Why are there such huge poor assets with state-owned banks; even though some banks like Kotak Mahindra have more assets than 10 state-owned banks together? State-owned banks have boards that are packed with nominees of ministers and bureaucrats. Banks enjoy limited independence in decision-making, especially in lending and collecting from important borrowers. Governments have given generous debt-equity ratios, ranging from 70-80%, with the equity many times being siphoned off by promoters at the construction stage instead. Numerous government approvals were delayed and projects overshot time-frames and amassed huge over-expenditures. For example, over 25,000MW gas-based power capacity project worth perhaps R1.5 lakh crore is lying stranded. The money belongs to the state-owned banks. Then there is crony lending to favoured parties without consideration of risks.

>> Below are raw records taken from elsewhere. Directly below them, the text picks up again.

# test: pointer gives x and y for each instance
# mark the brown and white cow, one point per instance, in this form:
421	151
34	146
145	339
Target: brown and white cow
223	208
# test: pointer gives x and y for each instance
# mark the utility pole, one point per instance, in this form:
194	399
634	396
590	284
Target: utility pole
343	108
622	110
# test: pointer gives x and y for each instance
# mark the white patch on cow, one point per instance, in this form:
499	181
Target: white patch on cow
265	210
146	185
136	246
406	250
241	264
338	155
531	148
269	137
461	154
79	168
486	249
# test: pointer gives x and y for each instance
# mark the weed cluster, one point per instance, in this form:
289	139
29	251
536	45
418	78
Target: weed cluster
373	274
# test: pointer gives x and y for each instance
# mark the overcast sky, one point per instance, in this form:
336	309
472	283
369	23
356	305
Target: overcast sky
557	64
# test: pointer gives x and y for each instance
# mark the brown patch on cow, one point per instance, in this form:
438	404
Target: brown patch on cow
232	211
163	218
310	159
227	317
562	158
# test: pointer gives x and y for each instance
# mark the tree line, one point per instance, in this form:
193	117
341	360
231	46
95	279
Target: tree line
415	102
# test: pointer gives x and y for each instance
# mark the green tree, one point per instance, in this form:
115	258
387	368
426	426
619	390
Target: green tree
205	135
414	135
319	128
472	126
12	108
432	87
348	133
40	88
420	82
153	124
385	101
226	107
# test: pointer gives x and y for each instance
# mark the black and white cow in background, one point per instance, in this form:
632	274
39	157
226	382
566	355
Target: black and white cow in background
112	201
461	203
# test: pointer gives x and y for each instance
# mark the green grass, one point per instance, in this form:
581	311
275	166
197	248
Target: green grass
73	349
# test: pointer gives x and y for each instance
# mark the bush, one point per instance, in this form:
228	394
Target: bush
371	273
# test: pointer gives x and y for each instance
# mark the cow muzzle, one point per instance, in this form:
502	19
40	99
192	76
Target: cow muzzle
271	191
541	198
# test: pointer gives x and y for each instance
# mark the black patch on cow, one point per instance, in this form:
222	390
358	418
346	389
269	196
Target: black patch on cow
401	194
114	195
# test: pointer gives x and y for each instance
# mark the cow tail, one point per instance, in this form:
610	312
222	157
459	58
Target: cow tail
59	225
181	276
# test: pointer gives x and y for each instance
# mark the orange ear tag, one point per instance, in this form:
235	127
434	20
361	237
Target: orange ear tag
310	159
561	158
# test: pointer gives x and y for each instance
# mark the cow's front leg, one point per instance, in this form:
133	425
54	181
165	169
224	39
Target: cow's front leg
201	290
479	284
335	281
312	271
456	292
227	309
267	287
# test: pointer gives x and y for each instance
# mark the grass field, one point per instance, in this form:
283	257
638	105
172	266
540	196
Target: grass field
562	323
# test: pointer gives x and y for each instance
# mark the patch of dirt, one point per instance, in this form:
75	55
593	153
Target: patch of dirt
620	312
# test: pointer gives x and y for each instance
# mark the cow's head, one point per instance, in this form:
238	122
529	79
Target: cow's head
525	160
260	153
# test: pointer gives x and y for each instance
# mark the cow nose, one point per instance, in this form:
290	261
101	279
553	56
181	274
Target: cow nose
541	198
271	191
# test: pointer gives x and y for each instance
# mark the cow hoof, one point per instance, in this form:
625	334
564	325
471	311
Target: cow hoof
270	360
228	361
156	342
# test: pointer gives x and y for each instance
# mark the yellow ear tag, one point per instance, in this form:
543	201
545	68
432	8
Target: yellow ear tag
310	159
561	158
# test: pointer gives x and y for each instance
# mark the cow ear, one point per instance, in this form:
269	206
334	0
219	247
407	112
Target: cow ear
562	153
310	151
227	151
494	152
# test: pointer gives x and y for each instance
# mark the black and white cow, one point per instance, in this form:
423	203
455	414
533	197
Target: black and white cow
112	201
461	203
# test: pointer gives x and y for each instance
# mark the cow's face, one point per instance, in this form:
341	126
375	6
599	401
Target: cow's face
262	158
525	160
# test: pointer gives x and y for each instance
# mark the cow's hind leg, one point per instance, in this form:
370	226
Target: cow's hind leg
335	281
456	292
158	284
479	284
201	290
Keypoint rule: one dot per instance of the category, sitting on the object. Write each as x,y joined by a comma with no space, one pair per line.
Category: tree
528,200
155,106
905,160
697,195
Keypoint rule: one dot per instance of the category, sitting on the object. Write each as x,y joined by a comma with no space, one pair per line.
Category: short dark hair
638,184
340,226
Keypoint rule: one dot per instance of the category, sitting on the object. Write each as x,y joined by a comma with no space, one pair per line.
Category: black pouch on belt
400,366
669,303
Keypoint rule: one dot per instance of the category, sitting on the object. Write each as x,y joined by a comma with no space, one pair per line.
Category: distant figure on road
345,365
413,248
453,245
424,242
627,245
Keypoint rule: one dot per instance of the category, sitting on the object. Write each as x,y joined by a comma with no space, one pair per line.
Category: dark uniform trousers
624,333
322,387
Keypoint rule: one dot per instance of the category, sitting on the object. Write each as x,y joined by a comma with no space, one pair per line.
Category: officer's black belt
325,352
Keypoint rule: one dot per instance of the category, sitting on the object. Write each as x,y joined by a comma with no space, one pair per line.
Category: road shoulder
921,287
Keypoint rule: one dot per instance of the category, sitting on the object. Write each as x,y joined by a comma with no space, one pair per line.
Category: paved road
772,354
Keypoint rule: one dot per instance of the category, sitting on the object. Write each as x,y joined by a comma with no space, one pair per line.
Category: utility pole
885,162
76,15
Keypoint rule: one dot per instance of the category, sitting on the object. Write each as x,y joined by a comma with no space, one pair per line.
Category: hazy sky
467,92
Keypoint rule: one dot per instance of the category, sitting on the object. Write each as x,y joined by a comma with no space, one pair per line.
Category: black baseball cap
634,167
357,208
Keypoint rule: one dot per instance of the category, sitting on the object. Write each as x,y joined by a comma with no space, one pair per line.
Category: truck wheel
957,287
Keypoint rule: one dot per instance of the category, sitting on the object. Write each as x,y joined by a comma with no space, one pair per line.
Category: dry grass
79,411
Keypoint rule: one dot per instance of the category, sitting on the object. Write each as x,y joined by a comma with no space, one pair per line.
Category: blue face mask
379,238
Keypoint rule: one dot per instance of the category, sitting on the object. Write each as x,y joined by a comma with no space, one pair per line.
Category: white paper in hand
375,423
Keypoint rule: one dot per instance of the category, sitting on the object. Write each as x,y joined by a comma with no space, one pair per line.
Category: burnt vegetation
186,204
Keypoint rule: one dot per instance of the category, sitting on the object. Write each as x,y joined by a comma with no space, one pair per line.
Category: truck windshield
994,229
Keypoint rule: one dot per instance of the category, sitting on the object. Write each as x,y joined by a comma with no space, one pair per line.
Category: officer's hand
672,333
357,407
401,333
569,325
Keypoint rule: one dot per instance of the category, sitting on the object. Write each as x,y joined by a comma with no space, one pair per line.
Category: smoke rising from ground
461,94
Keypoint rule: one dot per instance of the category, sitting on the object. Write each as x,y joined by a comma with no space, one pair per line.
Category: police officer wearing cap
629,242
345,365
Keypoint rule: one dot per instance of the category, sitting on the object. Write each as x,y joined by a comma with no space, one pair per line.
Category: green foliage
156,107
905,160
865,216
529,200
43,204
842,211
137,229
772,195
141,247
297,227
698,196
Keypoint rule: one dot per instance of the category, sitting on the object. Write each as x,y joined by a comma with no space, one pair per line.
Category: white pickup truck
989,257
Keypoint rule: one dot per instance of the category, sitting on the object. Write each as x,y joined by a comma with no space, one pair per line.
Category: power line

Indira Gandhi nationalised banks and insurance in 1969, ostensibly to extend banking to rural areas and households as well as to enlarge the credit recipients to agriculturists, medium and small industries, and small borrowers. It was to prevent misuse of public savings by the bank owners and to ensure that bank credit was available all over India. In the event, little of this happened. Rural branches remained few; there was wide extension of banking to rural households only in 2015, thanks to BJP’s Jan-Dhan Yojana. Banks have accumulated huge bad debts, NPAs, but have restructured some of them and are waiting for them to perform.

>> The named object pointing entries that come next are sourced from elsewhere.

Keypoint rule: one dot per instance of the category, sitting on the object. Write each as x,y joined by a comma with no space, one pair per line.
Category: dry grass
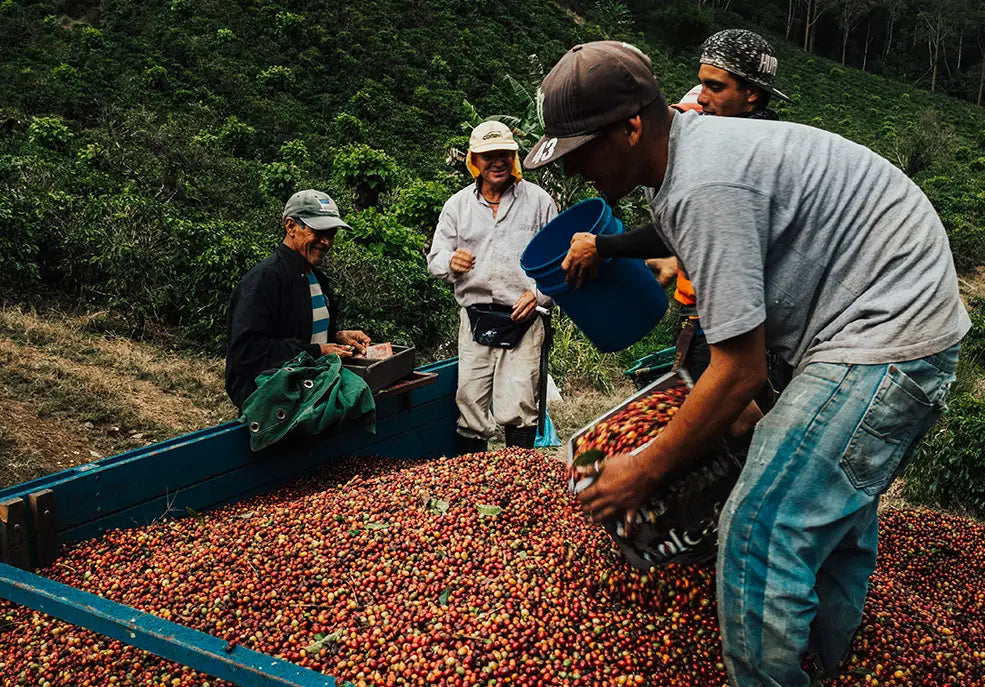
68,395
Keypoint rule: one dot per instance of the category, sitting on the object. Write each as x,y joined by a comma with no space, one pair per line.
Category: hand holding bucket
614,310
582,259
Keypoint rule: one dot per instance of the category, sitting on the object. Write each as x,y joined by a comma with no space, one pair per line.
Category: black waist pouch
491,325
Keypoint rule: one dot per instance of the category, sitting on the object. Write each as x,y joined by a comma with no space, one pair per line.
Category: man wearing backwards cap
802,241
736,73
736,70
283,306
477,244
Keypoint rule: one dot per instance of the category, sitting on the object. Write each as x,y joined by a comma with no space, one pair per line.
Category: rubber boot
470,445
521,437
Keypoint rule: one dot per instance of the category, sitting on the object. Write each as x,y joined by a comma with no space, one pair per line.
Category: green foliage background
146,149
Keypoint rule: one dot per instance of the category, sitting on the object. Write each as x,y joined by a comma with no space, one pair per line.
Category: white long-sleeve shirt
467,222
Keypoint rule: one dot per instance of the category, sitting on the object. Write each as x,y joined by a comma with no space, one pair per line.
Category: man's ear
754,94
634,129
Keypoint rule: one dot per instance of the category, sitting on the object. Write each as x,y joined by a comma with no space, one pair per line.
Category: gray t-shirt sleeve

Nationalisation of banks and running them by the state has been a failure. It has restricted the growth of credit and not deepened the availability of funds. It has led to large borrowers becoming nonchalant in repayment of borrowings because of their connections in the government. The average capitalisation at state-controlled banks is even worse when adjusted against a significant stressed asset stock and low-to-moderate provision cover. Rating agencies have dire assessments of Indian state-owned banking, which is the dominant element.
The capital requirements of state-owned banks are around R2 lakh crore. The government has announced capital infusion of R70,000 crore over the next four years. It has provided R25,000 crore in this Budget. The finance minister promises to give more, but does not say where he will get the funds from, given that the deficit is already at the targeted level.
Fitch has said that “weak capitalisation and challenges from poor asset quality are to remain significant issues for India’s state banks through the medium term.” The finance minister has said that banks will raise R1.1 lakh crore by tapping markets. This may not be sufficient due to weak asset quality and persistently low equity valuations. Markets may not support this equity raising.
In the Budget, the finance minister announced that banks will be consolidated, top management will be reviewed and new people brought in. Changes in the Sarfaesi Act are proposed to help asset reconstruction companies to do better, but the details have to be worked out. “The first and immediate agenda is to strengthen the banks. We will strengthen them by recapitalising … and thereafter we are willing to look at consolidation among subsidiaries, consolidation of subsidiaries with the principal bank, consolidation of a weak bank with a strong bank,” the finance minister said. But the government will remain the dominant shareholder. Over the long run, he said, the government will bring down its stake in public sector banks to 52%.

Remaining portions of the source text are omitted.